The guidelines highlighted in this document represent an ideal state across all of Red Hat-published security data that we want to achieve in the long term. In some cases, purl identifiers may be missing some of the metadata presented here or not specify it. Please contact Red Hat Product Security or file a Jira issue in the SECDATA project if you find any discrepancies in Red Hat's security data. Feedback on our usage of purl is always welcome and appreciated.
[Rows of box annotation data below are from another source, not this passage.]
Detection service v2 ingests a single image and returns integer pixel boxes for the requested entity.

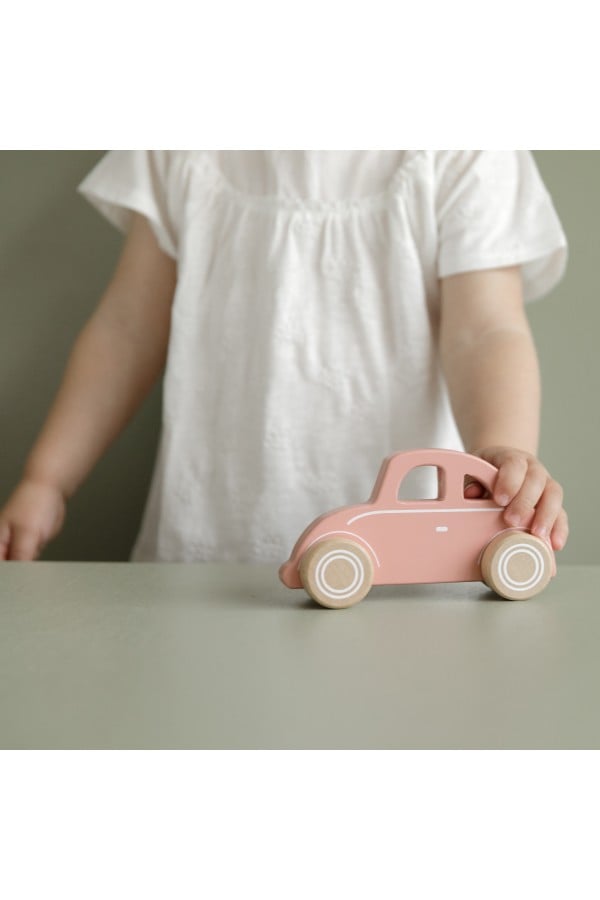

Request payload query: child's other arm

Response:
[0,213,177,560]
[440,266,568,550]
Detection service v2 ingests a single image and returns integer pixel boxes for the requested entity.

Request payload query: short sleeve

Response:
[435,150,567,300]
[77,150,182,259]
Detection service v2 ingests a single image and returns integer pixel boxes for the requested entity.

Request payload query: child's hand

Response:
[476,447,569,550]
[0,479,66,560]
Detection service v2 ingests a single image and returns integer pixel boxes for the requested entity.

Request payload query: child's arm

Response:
[0,213,177,560]
[440,266,568,550]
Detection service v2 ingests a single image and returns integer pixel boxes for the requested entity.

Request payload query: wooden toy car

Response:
[279,450,556,609]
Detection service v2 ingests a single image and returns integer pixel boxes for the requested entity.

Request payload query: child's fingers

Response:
[504,466,548,528]
[550,509,569,550]
[494,461,549,526]
[494,453,529,506]
[531,478,563,538]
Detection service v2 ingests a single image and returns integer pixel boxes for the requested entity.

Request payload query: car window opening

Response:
[398,466,445,501]
[463,475,491,500]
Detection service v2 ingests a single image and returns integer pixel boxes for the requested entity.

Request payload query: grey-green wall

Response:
[0,150,600,563]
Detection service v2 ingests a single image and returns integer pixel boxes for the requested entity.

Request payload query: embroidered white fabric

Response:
[78,150,567,562]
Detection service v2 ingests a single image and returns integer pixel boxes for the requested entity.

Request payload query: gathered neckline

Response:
[196,150,426,216]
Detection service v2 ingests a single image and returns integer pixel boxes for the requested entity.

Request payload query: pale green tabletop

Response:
[0,562,600,749]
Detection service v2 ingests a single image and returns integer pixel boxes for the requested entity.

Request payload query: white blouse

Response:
[78,150,567,563]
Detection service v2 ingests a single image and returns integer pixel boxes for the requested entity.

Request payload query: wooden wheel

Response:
[481,531,552,600]
[300,539,373,609]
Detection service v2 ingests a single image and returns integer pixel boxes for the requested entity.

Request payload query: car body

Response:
[279,449,556,605]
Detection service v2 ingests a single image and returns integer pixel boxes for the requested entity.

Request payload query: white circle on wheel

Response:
[300,539,373,609]
[481,532,553,600]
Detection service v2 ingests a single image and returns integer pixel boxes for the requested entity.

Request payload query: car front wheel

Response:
[300,539,373,609]
[481,531,553,600]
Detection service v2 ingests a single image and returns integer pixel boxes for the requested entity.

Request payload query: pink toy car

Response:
[279,450,556,609]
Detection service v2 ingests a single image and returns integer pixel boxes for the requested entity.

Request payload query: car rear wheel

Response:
[481,531,553,600]
[300,540,373,609]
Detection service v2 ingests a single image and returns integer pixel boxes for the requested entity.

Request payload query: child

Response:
[0,150,568,563]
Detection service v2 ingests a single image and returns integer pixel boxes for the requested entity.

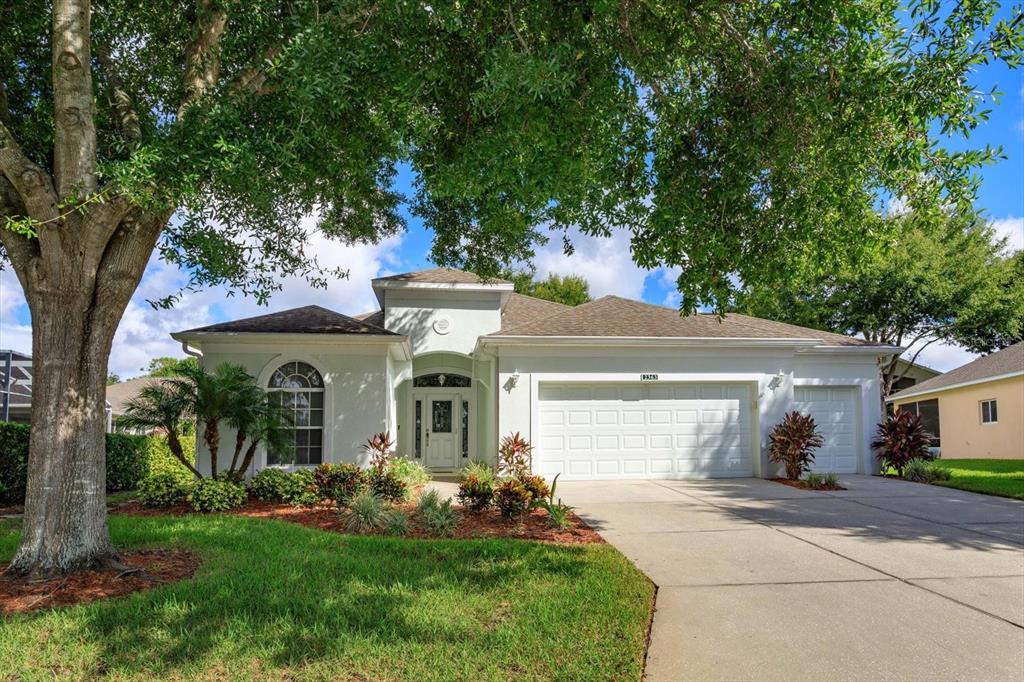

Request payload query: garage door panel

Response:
[538,384,753,478]
[793,386,858,473]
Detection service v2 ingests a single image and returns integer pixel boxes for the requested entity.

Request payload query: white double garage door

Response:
[537,382,857,479]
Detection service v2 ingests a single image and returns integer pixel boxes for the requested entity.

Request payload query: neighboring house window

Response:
[899,398,939,447]
[413,373,472,388]
[266,363,324,465]
[981,400,999,424]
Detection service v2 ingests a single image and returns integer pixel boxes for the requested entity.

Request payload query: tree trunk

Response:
[10,294,118,576]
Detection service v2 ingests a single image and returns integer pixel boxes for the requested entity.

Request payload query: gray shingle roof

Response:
[177,305,398,336]
[490,296,878,347]
[374,267,510,284]
[889,341,1024,400]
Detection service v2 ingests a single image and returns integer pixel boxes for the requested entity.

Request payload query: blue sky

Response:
[0,33,1024,377]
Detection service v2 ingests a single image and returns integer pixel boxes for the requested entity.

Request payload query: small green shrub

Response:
[0,422,29,505]
[519,474,551,504]
[416,489,441,517]
[187,478,248,512]
[138,471,195,508]
[383,509,409,537]
[871,410,932,476]
[495,478,532,519]
[903,459,949,483]
[457,473,495,513]
[312,462,366,507]
[768,411,824,480]
[459,460,498,484]
[250,467,309,504]
[340,491,387,534]
[106,433,153,493]
[387,457,430,493]
[367,468,409,503]
[420,493,459,538]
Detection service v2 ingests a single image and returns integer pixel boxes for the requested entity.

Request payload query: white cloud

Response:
[534,230,649,299]
[0,219,401,378]
[992,216,1024,253]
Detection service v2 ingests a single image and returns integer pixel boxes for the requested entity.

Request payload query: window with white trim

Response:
[266,363,324,466]
[981,400,999,424]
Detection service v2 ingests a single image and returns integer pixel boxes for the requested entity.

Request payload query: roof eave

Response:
[886,370,1024,402]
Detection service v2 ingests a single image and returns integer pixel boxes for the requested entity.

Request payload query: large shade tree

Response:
[734,213,1024,397]
[0,0,1021,572]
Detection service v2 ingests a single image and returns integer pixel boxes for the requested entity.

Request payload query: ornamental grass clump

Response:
[768,411,824,480]
[871,410,932,478]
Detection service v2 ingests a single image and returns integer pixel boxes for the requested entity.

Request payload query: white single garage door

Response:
[536,383,753,479]
[793,386,858,473]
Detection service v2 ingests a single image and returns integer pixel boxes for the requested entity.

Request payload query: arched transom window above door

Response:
[266,363,324,466]
[413,372,473,388]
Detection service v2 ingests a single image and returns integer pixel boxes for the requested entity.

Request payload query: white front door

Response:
[423,393,459,469]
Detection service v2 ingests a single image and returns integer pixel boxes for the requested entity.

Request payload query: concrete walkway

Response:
[558,476,1024,682]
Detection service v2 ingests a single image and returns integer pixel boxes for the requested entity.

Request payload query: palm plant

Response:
[170,363,255,476]
[121,381,203,478]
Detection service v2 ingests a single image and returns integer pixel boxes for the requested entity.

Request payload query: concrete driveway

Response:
[558,476,1024,682]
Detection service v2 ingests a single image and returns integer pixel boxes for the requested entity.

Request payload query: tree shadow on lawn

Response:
[4,515,642,678]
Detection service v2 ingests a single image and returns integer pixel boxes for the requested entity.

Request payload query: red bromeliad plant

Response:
[871,410,932,477]
[364,431,394,472]
[768,411,824,480]
[498,431,534,478]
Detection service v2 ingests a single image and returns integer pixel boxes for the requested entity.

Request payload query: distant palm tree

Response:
[120,381,203,478]
[169,363,258,476]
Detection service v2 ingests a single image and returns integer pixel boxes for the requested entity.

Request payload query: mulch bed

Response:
[768,478,846,491]
[115,493,604,545]
[0,550,200,615]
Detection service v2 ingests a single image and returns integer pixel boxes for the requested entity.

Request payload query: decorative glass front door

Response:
[422,395,460,469]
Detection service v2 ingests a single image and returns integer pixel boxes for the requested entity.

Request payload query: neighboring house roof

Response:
[489,296,889,348]
[887,341,1024,401]
[106,377,164,415]
[172,305,399,337]
[374,267,511,284]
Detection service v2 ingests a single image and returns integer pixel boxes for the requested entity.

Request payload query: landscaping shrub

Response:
[387,457,430,493]
[495,478,531,519]
[535,474,575,530]
[458,473,495,513]
[0,422,154,505]
[498,431,534,478]
[383,509,409,537]
[138,471,195,507]
[312,463,366,507]
[251,467,318,504]
[871,410,932,477]
[768,411,824,480]
[0,422,29,505]
[903,459,949,483]
[420,500,459,538]
[367,468,409,502]
[187,478,248,512]
[106,433,154,493]
[147,432,196,478]
[519,474,551,503]
[340,491,387,532]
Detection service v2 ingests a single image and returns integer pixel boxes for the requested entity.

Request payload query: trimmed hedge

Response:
[0,422,182,505]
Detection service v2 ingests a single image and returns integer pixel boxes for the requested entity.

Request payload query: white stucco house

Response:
[172,268,899,479]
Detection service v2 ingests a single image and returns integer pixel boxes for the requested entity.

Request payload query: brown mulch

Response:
[0,550,200,615]
[768,478,846,491]
[115,493,604,545]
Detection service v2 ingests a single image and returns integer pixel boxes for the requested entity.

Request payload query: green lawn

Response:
[935,460,1024,500]
[0,515,653,680]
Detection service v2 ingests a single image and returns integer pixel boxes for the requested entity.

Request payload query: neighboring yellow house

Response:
[888,342,1024,460]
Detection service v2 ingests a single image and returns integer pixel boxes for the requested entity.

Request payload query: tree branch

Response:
[0,118,59,222]
[178,0,227,119]
[96,44,142,141]
[53,0,96,199]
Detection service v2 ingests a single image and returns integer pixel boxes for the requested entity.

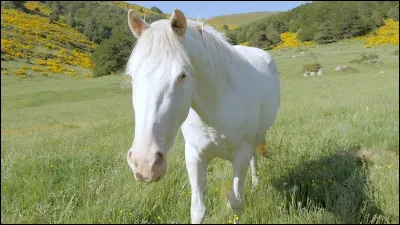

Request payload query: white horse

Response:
[126,9,280,223]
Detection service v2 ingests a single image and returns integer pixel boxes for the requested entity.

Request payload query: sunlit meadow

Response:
[1,40,399,223]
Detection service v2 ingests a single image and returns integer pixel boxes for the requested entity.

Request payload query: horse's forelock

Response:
[126,20,191,81]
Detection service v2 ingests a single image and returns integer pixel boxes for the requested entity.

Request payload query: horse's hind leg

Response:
[229,143,254,223]
[250,151,259,191]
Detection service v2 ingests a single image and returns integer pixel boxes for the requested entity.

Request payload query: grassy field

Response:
[1,41,399,223]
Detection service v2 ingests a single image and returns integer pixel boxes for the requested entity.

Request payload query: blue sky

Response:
[127,1,309,19]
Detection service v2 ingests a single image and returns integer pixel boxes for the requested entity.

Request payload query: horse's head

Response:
[127,10,192,182]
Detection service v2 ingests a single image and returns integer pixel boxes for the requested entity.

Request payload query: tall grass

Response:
[1,39,399,223]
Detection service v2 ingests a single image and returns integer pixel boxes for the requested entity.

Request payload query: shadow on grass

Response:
[273,148,391,224]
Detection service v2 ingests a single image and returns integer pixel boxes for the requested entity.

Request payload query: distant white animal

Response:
[126,9,280,223]
[318,68,322,76]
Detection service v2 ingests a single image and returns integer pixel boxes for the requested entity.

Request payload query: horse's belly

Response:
[181,109,241,160]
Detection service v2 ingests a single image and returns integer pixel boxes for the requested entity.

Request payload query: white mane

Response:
[126,20,244,89]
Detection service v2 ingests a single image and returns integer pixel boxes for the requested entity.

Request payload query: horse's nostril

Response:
[135,172,143,180]
[154,152,164,164]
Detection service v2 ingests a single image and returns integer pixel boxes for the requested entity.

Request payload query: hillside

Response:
[232,1,399,49]
[1,2,96,77]
[207,11,279,30]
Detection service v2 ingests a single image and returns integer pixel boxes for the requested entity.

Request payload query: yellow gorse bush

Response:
[364,19,399,48]
[25,1,51,15]
[1,1,97,76]
[274,32,312,49]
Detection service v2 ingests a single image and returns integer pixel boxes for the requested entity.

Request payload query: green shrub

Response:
[301,63,322,72]
[92,25,136,77]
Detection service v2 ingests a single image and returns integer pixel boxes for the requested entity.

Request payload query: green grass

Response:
[1,41,399,223]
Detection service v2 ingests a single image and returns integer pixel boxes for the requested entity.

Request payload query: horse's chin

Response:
[133,170,166,183]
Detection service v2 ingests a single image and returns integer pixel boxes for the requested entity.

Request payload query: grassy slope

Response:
[207,12,278,30]
[1,39,399,223]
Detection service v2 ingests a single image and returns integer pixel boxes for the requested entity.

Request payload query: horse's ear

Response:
[128,9,149,38]
[171,9,187,37]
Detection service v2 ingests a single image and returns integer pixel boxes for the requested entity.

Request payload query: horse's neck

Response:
[185,28,234,124]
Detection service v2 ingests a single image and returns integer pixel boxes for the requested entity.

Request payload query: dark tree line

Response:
[226,1,399,49]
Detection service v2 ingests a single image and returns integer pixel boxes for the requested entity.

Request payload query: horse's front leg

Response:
[185,143,209,224]
[250,151,259,191]
[229,144,253,223]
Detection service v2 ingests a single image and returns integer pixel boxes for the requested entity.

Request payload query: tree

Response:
[83,17,95,40]
[92,25,136,77]
[150,6,163,14]
[50,2,61,23]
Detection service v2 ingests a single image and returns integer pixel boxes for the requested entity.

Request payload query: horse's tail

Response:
[257,140,267,158]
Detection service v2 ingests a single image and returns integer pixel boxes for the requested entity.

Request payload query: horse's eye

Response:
[178,73,186,82]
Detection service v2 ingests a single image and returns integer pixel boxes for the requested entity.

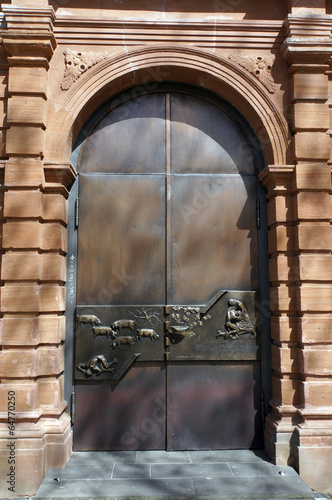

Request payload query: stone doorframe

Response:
[0,2,332,495]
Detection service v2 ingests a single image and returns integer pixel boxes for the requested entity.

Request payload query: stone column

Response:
[0,2,74,497]
[261,0,332,491]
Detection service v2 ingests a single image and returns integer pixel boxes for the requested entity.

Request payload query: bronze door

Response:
[74,92,262,450]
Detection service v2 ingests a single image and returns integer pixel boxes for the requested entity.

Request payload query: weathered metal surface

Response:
[167,362,263,450]
[74,363,166,451]
[166,291,260,361]
[170,93,255,175]
[168,175,258,304]
[79,94,166,174]
[77,174,165,305]
[75,306,164,381]
[74,93,262,450]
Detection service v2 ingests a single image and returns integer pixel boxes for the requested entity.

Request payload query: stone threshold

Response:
[32,450,321,500]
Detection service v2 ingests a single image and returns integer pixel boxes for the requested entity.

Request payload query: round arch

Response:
[46,45,289,164]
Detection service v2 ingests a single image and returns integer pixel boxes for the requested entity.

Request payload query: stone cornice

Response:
[281,14,332,65]
[0,5,56,67]
[54,16,285,49]
[259,165,295,198]
[1,4,55,32]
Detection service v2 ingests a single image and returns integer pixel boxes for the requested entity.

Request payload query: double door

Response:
[74,92,262,450]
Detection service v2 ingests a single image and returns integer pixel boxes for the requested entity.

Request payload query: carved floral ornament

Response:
[60,49,276,94]
[229,54,276,94]
[60,49,108,90]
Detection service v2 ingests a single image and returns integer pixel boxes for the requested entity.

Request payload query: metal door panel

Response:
[77,174,165,305]
[166,291,260,361]
[74,363,166,451]
[170,93,255,175]
[80,94,165,174]
[167,362,263,450]
[74,88,262,450]
[75,306,164,382]
[168,175,258,304]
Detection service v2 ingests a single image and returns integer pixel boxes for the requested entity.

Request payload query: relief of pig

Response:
[111,319,136,332]
[92,326,116,339]
[76,314,101,326]
[112,336,135,349]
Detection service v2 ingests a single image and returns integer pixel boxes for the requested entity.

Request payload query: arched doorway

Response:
[68,84,266,450]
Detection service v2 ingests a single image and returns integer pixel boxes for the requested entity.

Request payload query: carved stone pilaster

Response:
[2,5,56,69]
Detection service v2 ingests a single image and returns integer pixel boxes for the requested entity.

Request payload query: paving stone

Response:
[34,450,315,500]
[67,451,136,467]
[151,463,233,478]
[188,450,270,463]
[194,476,314,500]
[112,464,151,479]
[45,462,114,481]
[34,478,196,500]
[229,462,297,477]
[136,450,192,464]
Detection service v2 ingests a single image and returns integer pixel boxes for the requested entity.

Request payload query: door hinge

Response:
[70,392,76,425]
[256,199,261,229]
[75,198,80,229]
[261,389,265,423]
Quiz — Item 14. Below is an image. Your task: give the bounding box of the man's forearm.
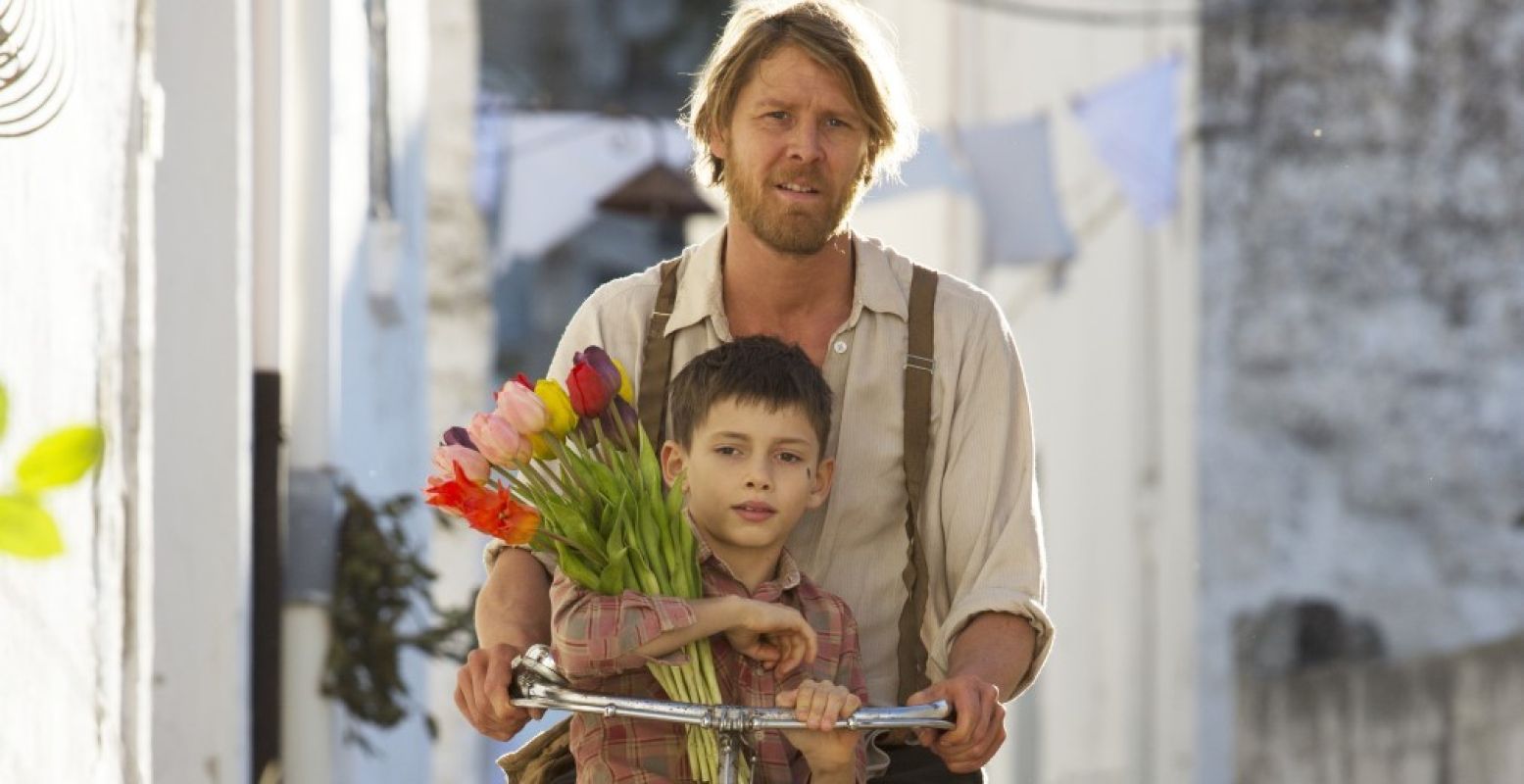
[475,548,550,648]
[948,613,1038,700]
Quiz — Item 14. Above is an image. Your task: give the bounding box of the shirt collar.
[664,228,909,339]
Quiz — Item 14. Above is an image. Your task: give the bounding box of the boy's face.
[662,400,835,564]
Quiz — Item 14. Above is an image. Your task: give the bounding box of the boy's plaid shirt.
[550,540,867,784]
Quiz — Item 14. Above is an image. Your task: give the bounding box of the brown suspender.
[639,253,937,705]
[899,264,937,695]
[637,258,683,439]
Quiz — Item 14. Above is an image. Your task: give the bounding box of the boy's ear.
[808,458,837,510]
[662,441,687,486]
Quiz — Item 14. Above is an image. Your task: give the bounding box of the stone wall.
[1200,0,1524,782]
[1235,634,1524,784]
[0,0,154,774]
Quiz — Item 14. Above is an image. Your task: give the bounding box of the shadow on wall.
[1233,598,1385,677]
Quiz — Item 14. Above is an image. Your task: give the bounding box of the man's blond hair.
[683,0,916,184]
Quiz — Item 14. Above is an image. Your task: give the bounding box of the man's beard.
[725,170,862,256]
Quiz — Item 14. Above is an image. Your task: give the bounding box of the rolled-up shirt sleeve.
[550,570,697,686]
[923,286,1054,699]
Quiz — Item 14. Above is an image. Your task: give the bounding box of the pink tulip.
[494,380,550,436]
[467,414,533,468]
[434,444,492,485]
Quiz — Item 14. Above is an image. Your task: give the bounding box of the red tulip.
[423,464,539,545]
[566,353,618,419]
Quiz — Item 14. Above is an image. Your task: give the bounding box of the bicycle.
[509,645,953,784]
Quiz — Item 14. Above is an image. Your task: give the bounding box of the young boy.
[550,337,867,784]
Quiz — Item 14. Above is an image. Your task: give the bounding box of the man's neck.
[722,221,857,330]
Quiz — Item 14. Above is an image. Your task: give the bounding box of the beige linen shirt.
[488,230,1054,705]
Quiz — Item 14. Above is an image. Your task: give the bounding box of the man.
[456,0,1054,781]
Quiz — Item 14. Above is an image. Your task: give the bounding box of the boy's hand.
[724,600,818,679]
[777,680,862,781]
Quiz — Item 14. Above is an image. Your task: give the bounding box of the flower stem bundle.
[425,346,747,781]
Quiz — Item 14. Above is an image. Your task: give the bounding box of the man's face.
[663,400,832,564]
[711,46,867,255]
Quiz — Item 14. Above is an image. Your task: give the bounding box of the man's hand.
[777,679,862,782]
[724,600,818,679]
[456,644,544,740]
[906,675,1006,773]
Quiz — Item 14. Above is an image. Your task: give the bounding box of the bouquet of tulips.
[423,346,740,781]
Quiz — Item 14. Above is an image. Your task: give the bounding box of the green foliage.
[321,483,477,751]
[0,377,105,559]
[0,496,64,559]
[16,425,105,493]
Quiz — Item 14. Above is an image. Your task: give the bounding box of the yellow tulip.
[615,360,635,406]
[535,378,576,436]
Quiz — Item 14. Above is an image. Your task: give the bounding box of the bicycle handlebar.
[509,645,953,732]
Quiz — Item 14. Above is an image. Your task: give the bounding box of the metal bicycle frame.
[509,645,953,784]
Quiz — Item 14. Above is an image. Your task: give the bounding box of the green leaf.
[16,425,105,493]
[557,542,598,590]
[598,548,629,597]
[0,496,64,559]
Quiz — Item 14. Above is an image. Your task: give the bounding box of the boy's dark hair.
[667,335,830,453]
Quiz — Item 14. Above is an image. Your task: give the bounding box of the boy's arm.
[550,572,815,679]
[786,597,867,784]
[550,570,712,683]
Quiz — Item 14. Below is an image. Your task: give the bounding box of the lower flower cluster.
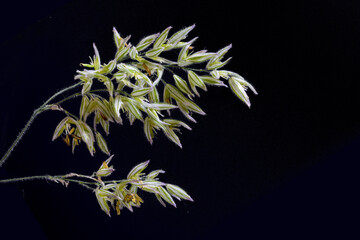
[95,155,193,216]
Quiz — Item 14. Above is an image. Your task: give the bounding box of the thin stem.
[0,82,81,167]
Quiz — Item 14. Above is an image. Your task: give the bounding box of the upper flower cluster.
[53,25,257,155]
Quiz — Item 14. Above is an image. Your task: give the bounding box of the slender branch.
[0,82,81,167]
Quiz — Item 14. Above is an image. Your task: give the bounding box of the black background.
[0,0,360,239]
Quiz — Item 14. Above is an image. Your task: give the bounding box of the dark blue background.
[0,0,360,239]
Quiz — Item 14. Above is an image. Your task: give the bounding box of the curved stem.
[0,82,81,167]
[0,108,45,167]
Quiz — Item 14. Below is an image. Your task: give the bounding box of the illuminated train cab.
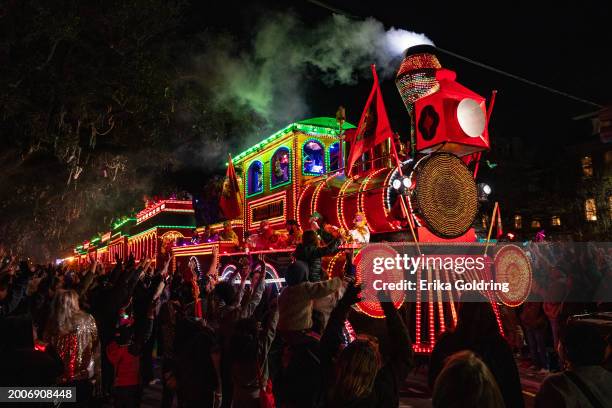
[173,46,531,353]
[64,46,531,353]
Also of note is the purpose of using purls as identifiers versus locators. Some purls may include certain qualifiers that make it easier to identify them but are redundant for the purposes of locating a package. Alternatively, purls that present different sets of qualifiers may still point to the same object. A good analogy for better understanding this concept that is worth quoting here can be found in issue #242 in the purl-spec:

Quote

Each package type is like a country or state and defines how you can identify and locate a place reasonably uniquely. Uniquely enough that the post can deliver the mail. In a city with well-defined streets and street numbers, you get a precise location with the street name and number and may be an apartment number. In some cases you may want the address for a single person with its name, or the whole household. If someone is off the grid in the bayou or some isolated mountain, crafting a proper address may be more hairy and fuzzy. Worst case I may need GPS coordinates for these edge cases. I may also have many different ways to write an address or a name. Heck, some folks also live in orbit on the ISS and GPS will not work there!